Cue endless bitching from all the players about how "monsters shouldn't focus fire on players, nothing should be able to fire that many weapons, you should have ignored that critical hit, you're a terrible vindictive DM"

I pointed out that this wasn't a MONSTER, it was supposed to be a terrified rookie in a powerful mech with orders to fight to the last bullet who'd just seen the target he destroyed annihilate his five comrades in one shot, so surely holding down the trigger was reasonable behaviour.
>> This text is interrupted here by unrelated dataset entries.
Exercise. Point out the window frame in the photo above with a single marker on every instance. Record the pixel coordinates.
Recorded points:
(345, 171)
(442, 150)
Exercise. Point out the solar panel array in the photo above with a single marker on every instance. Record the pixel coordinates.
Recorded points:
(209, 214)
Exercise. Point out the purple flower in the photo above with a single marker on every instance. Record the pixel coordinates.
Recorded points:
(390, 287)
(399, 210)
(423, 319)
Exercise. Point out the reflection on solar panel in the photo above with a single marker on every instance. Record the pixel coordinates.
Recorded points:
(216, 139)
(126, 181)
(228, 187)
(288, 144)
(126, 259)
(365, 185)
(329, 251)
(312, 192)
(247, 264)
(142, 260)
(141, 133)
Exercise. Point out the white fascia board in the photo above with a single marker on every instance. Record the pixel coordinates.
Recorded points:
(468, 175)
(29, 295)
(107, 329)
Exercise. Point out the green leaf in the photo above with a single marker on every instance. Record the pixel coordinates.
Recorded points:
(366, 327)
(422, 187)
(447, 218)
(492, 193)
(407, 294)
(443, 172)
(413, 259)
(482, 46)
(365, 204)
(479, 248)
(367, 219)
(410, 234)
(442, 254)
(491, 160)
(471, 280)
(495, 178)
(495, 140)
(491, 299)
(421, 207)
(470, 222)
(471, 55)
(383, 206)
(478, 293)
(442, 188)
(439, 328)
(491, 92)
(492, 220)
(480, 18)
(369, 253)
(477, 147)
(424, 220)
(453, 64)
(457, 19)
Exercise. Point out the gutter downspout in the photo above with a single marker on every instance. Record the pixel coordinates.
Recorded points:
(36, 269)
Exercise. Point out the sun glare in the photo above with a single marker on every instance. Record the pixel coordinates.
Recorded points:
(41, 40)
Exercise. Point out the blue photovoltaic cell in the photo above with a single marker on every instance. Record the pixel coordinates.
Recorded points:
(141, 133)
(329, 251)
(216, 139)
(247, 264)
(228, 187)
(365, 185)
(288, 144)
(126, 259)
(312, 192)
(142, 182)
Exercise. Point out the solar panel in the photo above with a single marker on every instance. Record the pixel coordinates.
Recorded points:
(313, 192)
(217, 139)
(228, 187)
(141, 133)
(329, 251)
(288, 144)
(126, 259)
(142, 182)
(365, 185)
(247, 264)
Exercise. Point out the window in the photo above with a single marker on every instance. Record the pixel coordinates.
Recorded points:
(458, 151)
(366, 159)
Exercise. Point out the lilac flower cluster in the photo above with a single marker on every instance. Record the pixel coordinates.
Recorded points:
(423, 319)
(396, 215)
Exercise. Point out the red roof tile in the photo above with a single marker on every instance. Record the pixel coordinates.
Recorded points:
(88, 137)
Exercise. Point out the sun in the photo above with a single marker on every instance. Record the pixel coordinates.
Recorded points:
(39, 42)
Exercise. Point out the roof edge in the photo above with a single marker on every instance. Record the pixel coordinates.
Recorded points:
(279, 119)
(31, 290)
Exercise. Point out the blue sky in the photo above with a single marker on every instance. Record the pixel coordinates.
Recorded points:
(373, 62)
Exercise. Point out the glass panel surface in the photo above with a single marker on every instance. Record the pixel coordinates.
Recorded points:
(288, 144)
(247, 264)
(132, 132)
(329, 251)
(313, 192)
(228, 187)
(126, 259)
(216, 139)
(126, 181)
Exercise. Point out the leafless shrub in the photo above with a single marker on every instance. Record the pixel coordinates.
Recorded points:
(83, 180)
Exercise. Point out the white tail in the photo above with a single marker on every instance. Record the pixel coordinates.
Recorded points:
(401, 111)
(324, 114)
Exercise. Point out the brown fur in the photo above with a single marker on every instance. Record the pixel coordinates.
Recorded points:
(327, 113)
But debating whether human enemies should actually act like people or monsters is another kettle of fish entirely.

Qfenestrate said...

After the first few dozen adventures I played in 4e with a variety of GM's I've found the lack of death more a problem than the yo-yo death of 3.e or the hard luck roll of 2nd, or even of the TPK deaths of basic and 1st. Death creates tension, in a good game system tension should be valued and controlled but not disallowed. Yes I realize that D&D players value crunchy sheet using but in independent systems like don't rest your head, death happens on a regular basis, expected in paranoia, but because it is focused more on storytelling, players normally don't care about rerolling a character if they die because they want to hear what happens to the story, and their death has meaning. Far too often D&D death lacks meaning in the greater story which is why dying is tangential to punishment. But at the same time the lack of the tension from death decreases the climactic outcome of a story thread. Overdoing death is as bad as under-utilizing death. With the first you turn it into an adult miniatures game, and the second because it also lacks the necessary values of storytelling, it becomes a child version of miniatures.

As a Gm and a player you should not be afraid of death. But you should not use it as punishment or pushing someone out of a game. It should only contextually be used as a storytelling device.

Jared Anderson said...

Haven't tried 4e yet, (currently dm'ng 3.75) but interesting article. Keep up the good work!